Financial Fair Play Concept
The second development was the Executive Committee's approval, last month, of a Financial Fair Play concept for the game's well-being. The major objective of Financial Fair Play is to improve financial fairness in European competitions, decrease inflationary pressure on salaries and transfer fees and encourage long-term investments in the youth sector and infrastructure.
To achieve this target, measures will be enforced, including an obligation for clubs whose turnover is over a certain threshold, over a period of time, to balance the books. Under the concept, clubs cannot repeatedly spend more than their generated revenues. Guidance will be given on salaries and transfer spending, indicators provided on sustainability of debt, and clubs obliged to honour commitments on a timely basis.
Costs and losses
Despite massive income increases over the last decade, clubs are still not making more money: although income rose by five per cent last year, costs grew by nine per cent, and half of clubs in Europe reported losses.
Promotion and protection
The Financial Fair Play concept intends to promote and protect the long-term viability and sustainability of European club football. It will complement the club licensing system which received full support from the EU Commission at a recent conference held in Brussels. European Commissioner Ján Figel hailed the success of UEFA's licensing project, saying "transparency and good governance had been reinforced at European and national levels".
Helping the national associations
UEFA is committed to continue assisting the national associations in their role as licensor. Raising standards – in sporting infrastructure, personnel, administration, legal and financial aspects – certainly extends far beyond those clubs that attain licences permitting them to compete in the UEFA Champions League or UEFA Europa League. The system, applied to all 53 UEFA member associations for entry to the UEFA club competitions from 2004/05, has been extended for domestic top-flight participation in most of the 53 member associations.
For season 2009/10, a total of 608 of the 730 top-division clubs in Europe underwent the licensing procedure – representing 83 per cent of the continent's top-flight clubs; from that number, 498 clubs, or 82 per cent of applicants, were licensed. However, six clubs that qualified for European competition through their on-field achievements were refused licences. Clubs have to pass muster in areas such as: audited financial statements; employee and tax overdues; stadium infrastructure; transfer payables overdue; and head coach qualifications.
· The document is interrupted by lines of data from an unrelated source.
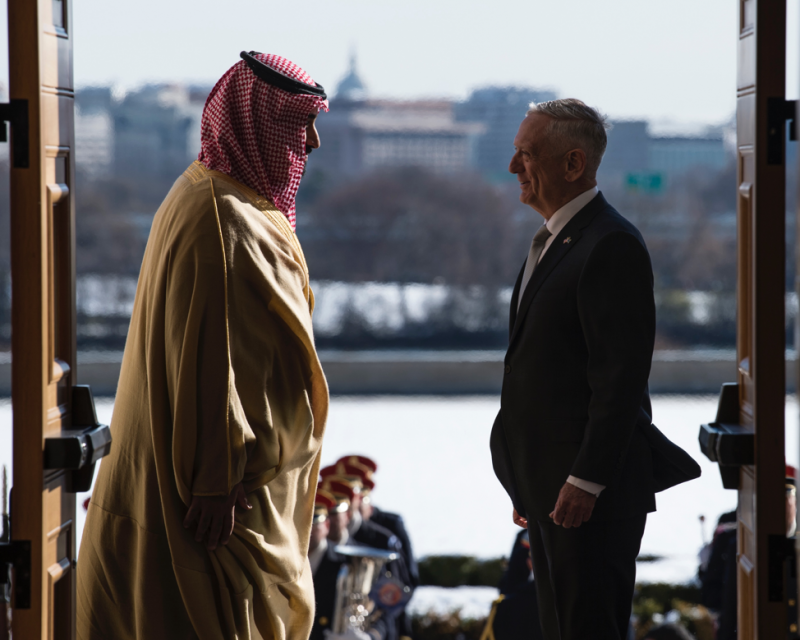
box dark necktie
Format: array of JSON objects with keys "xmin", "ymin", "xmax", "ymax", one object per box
[{"xmin": 517, "ymin": 224, "xmax": 553, "ymax": 310}]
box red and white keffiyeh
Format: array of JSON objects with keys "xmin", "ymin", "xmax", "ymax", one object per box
[{"xmin": 197, "ymin": 53, "xmax": 328, "ymax": 229}]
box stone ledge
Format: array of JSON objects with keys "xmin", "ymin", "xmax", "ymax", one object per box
[{"xmin": 0, "ymin": 350, "xmax": 797, "ymax": 396}]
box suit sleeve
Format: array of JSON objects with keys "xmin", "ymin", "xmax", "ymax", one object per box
[{"xmin": 571, "ymin": 231, "xmax": 655, "ymax": 486}]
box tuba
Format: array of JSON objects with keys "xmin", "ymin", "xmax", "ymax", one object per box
[{"xmin": 332, "ymin": 545, "xmax": 411, "ymax": 634}]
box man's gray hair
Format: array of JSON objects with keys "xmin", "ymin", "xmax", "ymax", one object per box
[{"xmin": 527, "ymin": 98, "xmax": 611, "ymax": 176}]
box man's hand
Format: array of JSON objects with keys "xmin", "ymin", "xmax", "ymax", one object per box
[
  {"xmin": 183, "ymin": 483, "xmax": 253, "ymax": 551},
  {"xmin": 550, "ymin": 482, "xmax": 597, "ymax": 529}
]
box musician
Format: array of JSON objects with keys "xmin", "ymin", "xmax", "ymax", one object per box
[
  {"xmin": 335, "ymin": 454, "xmax": 419, "ymax": 638},
  {"xmin": 492, "ymin": 530, "xmax": 543, "ymax": 640},
  {"xmin": 320, "ymin": 478, "xmax": 414, "ymax": 638},
  {"xmin": 336, "ymin": 454, "xmax": 419, "ymax": 588},
  {"xmin": 77, "ymin": 52, "xmax": 328, "ymax": 640},
  {"xmin": 308, "ymin": 488, "xmax": 396, "ymax": 640},
  {"xmin": 308, "ymin": 489, "xmax": 345, "ymax": 640}
]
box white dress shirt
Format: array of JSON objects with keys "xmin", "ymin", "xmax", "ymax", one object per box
[
  {"xmin": 308, "ymin": 538, "xmax": 328, "ymax": 576},
  {"xmin": 519, "ymin": 187, "xmax": 605, "ymax": 496}
]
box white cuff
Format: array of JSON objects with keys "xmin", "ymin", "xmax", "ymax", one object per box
[{"xmin": 567, "ymin": 476, "xmax": 605, "ymax": 497}]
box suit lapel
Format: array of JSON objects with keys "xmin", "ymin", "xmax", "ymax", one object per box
[
  {"xmin": 508, "ymin": 258, "xmax": 528, "ymax": 340},
  {"xmin": 508, "ymin": 193, "xmax": 607, "ymax": 348}
]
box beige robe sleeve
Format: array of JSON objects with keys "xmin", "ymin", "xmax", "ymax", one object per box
[{"xmin": 165, "ymin": 182, "xmax": 256, "ymax": 504}]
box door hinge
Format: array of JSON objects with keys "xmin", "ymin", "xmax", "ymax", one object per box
[
  {"xmin": 0, "ymin": 540, "xmax": 31, "ymax": 609},
  {"xmin": 767, "ymin": 98, "xmax": 797, "ymax": 164},
  {"xmin": 767, "ymin": 534, "xmax": 795, "ymax": 602},
  {"xmin": 0, "ymin": 99, "xmax": 31, "ymax": 169}
]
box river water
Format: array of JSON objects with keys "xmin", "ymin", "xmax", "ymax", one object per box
[{"xmin": 0, "ymin": 396, "xmax": 800, "ymax": 596}]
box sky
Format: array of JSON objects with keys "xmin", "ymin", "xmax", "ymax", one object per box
[{"xmin": 0, "ymin": 0, "xmax": 800, "ymax": 123}]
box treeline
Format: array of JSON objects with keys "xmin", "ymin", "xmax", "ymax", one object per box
[{"xmin": 0, "ymin": 162, "xmax": 768, "ymax": 348}]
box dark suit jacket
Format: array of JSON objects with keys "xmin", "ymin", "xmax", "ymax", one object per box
[{"xmin": 491, "ymin": 194, "xmax": 700, "ymax": 521}]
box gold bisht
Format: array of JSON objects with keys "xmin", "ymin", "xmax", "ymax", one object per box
[{"xmin": 78, "ymin": 162, "xmax": 328, "ymax": 640}]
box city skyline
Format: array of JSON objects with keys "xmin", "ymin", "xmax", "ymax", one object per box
[{"xmin": 0, "ymin": 0, "xmax": 798, "ymax": 124}]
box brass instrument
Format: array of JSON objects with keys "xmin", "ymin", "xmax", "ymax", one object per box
[{"xmin": 332, "ymin": 545, "xmax": 400, "ymax": 634}]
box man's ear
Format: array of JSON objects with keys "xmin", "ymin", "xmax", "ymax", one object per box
[{"xmin": 564, "ymin": 149, "xmax": 586, "ymax": 182}]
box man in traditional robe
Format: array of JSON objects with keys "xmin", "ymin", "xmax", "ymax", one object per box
[
  {"xmin": 491, "ymin": 99, "xmax": 700, "ymax": 640},
  {"xmin": 78, "ymin": 52, "xmax": 328, "ymax": 640}
]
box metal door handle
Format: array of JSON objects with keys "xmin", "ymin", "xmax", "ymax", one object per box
[{"xmin": 44, "ymin": 385, "xmax": 111, "ymax": 493}]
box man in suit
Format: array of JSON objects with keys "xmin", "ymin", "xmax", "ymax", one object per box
[{"xmin": 491, "ymin": 99, "xmax": 700, "ymax": 640}]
Improving football's financial health
With the future development and implementation of the financial fair play concept, the drive to improve football's financial health and to help clubs become self-sustaining is constant. In this respect, the work of the new Club Financial Control Panel – in trying to stimulate long-term investment in youth development and upgrading of sporting facilities, ahead of short-term speculative spending – represents a valuable enhancement of the current club licensing criteria.